Ustedes dicen que están agotando todas las posibilidades y afirman que Irak ha incumplido la resolución 1.441 y por ello quieren dar vía libre a la guerra; entonces, ¿a qué viene el paripé de tantos contactos y visitas y sin embargo no hacen ninguna a Irak para hablar con su enemigo?; ¿cuál es la razón de esa segunda resolución, cuando los inspectores están haciendo su trabajo bien? Miren, yo pienso que sólo es la excusa que la Administración Norteamérica necesita para iniciar un ataque que ya tiene decidido. Señor presidente, ¿cómo puede usted hablar en referencia a la decisión iraquí de destruir los misiles Al Samud 2 como «juego muy cruel con el deseo de paz de millones de personas en el mundo»?. No se ha dado cuenta de que estos millones que usted cita están a favor de que no se intervenga en Irak, es decir, en contra de su postura, la del señor Blair y la del señor Bush. ¿Cuándo se darán cuenta de que es necesario algo más que palabras grandilocuentes, alambicadas o estentóreas, para convencer a los ciudadanos? Señor presidente, Turquía — cuyo Parlamento ha dicho no— recibirá treinta mil millones de dólares por su colaboración, ¿cuál es el precio que pagaremos por prestarnos a esta farsa?

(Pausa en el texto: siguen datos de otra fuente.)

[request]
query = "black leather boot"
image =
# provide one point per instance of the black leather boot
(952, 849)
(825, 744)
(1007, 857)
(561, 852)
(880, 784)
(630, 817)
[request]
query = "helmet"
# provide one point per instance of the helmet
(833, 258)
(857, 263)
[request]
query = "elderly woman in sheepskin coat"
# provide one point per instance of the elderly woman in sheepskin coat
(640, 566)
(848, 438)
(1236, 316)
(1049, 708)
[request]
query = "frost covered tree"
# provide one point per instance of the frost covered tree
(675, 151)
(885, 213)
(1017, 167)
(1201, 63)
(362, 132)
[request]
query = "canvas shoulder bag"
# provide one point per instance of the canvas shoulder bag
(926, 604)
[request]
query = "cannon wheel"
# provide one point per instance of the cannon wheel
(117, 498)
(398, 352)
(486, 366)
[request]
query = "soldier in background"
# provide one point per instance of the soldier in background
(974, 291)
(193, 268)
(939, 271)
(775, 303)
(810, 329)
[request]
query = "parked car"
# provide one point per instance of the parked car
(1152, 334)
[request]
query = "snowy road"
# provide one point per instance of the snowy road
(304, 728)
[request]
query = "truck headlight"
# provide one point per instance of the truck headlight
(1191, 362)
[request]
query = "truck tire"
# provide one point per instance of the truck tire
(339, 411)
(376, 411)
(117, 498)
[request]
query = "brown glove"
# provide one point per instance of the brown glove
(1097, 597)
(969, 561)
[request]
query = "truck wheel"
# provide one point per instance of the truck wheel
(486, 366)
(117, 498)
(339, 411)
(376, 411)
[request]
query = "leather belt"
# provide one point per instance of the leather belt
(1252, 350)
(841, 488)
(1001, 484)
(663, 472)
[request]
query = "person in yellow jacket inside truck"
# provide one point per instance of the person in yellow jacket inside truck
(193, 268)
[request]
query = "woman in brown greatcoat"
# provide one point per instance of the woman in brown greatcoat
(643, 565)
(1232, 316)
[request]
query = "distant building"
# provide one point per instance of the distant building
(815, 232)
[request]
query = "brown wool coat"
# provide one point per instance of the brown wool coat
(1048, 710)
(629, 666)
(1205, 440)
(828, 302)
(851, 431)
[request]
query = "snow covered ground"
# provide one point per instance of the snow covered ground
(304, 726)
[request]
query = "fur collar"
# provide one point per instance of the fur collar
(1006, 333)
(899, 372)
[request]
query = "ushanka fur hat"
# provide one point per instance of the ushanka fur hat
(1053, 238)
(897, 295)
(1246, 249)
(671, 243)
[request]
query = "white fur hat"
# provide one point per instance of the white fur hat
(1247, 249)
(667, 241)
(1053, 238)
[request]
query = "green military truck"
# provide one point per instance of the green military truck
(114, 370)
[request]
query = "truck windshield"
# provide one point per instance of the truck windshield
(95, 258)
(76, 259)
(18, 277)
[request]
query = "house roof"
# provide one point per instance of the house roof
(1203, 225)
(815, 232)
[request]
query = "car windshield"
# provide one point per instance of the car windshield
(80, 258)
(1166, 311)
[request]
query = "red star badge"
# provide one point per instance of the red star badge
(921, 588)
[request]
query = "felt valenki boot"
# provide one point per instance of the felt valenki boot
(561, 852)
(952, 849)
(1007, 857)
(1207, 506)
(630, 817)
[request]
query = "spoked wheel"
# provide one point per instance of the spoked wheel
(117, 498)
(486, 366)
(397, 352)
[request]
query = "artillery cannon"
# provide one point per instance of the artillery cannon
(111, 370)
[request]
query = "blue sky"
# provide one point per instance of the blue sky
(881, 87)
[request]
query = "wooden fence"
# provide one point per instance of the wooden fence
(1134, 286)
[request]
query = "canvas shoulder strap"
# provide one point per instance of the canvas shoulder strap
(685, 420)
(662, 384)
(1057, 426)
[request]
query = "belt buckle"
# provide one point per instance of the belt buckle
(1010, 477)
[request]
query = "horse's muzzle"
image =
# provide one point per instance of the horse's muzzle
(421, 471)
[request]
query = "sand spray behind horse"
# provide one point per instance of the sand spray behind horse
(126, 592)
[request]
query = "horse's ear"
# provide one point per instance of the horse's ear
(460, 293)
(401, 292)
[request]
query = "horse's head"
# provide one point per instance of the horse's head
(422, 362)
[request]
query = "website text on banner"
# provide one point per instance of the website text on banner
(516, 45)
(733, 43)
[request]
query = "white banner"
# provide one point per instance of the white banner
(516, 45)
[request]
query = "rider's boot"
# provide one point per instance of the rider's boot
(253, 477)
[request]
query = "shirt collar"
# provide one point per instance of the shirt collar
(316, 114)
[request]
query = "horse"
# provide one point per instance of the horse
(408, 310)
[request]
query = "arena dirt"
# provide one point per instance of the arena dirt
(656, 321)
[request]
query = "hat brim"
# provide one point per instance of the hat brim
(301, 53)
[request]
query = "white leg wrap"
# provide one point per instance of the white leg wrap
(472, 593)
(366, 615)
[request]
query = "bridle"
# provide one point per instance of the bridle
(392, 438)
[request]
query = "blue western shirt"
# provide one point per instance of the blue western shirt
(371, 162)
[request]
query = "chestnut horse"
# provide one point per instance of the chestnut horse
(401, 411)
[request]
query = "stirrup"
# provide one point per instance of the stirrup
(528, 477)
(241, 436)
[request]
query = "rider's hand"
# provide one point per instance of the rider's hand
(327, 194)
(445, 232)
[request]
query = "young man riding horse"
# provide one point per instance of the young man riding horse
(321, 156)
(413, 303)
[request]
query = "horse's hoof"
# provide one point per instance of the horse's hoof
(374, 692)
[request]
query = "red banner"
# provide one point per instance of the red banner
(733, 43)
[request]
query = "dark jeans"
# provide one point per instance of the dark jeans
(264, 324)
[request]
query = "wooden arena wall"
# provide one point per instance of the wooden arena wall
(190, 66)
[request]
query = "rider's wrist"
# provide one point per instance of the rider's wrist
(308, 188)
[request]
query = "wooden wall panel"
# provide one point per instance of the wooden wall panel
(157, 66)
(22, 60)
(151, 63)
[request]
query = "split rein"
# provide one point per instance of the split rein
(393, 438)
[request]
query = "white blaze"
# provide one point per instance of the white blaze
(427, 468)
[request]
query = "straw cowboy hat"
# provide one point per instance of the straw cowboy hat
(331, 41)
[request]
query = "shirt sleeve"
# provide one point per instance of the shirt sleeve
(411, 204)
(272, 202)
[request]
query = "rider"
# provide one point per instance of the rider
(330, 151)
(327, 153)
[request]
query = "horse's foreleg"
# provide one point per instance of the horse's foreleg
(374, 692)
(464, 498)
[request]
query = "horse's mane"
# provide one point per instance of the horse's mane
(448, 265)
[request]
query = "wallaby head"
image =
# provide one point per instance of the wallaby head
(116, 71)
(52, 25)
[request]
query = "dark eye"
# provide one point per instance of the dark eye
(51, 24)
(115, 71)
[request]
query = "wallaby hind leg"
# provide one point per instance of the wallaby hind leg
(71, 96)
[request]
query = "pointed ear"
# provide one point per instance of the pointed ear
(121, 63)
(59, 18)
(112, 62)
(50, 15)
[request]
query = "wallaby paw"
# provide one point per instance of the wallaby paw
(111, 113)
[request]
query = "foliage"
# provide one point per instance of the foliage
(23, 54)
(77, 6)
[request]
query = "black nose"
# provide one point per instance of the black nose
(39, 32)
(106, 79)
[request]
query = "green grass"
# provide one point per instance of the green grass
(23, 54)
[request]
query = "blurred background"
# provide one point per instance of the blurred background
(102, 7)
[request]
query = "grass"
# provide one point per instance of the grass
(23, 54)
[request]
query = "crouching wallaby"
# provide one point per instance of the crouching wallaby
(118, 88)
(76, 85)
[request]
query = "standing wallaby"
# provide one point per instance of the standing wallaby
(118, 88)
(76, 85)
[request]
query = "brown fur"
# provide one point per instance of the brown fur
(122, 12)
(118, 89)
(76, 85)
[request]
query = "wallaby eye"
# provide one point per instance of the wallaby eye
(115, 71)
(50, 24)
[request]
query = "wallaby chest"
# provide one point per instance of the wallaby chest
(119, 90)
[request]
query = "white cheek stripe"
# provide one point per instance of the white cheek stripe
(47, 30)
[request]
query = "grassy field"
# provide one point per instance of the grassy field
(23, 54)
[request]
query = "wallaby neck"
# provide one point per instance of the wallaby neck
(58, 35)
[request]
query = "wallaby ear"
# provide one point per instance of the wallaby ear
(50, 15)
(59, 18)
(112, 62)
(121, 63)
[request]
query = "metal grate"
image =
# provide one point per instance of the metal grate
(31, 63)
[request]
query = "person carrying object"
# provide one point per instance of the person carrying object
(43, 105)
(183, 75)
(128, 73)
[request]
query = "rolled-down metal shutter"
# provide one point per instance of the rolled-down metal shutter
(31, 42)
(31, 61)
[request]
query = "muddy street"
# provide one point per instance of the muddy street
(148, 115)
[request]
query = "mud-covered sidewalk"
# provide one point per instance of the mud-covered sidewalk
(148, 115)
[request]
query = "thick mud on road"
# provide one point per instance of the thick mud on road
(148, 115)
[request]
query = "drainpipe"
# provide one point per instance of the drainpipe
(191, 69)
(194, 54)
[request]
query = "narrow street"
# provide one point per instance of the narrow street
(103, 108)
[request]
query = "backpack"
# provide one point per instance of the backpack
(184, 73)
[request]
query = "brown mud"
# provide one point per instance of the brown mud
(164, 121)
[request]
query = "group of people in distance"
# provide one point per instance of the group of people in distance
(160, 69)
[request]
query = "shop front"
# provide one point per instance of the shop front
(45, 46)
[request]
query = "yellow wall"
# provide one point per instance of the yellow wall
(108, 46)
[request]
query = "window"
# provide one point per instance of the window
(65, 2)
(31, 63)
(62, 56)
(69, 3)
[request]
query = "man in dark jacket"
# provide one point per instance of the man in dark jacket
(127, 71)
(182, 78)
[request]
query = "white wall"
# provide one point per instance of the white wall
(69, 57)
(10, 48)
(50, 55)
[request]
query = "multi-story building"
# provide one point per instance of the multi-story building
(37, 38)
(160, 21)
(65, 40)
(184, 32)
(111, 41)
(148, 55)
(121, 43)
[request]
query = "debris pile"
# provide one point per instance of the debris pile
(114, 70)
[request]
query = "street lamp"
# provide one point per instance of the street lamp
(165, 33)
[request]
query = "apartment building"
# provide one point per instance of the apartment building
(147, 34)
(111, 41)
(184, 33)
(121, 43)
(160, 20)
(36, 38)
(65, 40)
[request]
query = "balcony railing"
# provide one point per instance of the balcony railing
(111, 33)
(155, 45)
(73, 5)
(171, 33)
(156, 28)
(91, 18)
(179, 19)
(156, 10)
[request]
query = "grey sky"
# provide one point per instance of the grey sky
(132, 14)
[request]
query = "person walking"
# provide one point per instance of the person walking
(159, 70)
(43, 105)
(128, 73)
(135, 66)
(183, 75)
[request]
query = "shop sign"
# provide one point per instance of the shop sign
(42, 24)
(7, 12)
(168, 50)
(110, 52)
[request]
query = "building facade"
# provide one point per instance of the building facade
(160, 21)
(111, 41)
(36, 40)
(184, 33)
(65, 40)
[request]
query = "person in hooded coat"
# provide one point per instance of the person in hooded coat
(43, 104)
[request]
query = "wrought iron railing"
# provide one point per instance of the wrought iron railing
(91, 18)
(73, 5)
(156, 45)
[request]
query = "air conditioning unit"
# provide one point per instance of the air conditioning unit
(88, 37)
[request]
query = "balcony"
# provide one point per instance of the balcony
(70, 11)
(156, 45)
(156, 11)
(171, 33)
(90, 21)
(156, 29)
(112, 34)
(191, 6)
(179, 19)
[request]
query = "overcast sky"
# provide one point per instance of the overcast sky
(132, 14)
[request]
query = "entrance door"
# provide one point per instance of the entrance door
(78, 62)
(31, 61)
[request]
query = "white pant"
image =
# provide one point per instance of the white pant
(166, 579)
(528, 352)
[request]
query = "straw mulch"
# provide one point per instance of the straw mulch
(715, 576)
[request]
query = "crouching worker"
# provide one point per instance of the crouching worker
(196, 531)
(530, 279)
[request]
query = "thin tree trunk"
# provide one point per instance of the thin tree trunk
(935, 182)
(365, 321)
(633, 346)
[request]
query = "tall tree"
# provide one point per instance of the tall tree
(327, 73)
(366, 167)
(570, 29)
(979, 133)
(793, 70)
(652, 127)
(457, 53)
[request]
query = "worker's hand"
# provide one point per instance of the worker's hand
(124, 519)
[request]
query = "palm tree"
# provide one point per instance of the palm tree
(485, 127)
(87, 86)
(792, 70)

Pero no olvide que dicho precio estará manchado de la sangre de muchos inocentes y ello les avergonzará para siempre.
Siento que la palabra Paz se está prostituyendo de tanto usarla mal. Excepto para todos aquellos que estamos entendiendo y viviendo que es la primera vez en la historia de la humanidad en la que, saliendo a la calle o de cualquier otra manera, estamos creando una «Revolución por la Paz». En general, somos personas que la pronunciamos poco, pero la defendemos con nuestras acciones, desde cada uno de nuestros puestos de trabajo y responsabilidad, y si hace falta la gritaremos una y mil veces.
Mire, señor Aznar, el día 15 de febrero de 2003 sentí un orgullo que difícilmente podrá entender. Mis hijos y mi mujer estuvieron conmigo en la manifestación, codo con codo, gritando a favor de la paz. Vi sus caras y su decisión, como la de tantos miles y millones de personas, y ellos me han reconfortado como padre y como ciudadano y me han transmitido la fuerza que necesitaba para seguir.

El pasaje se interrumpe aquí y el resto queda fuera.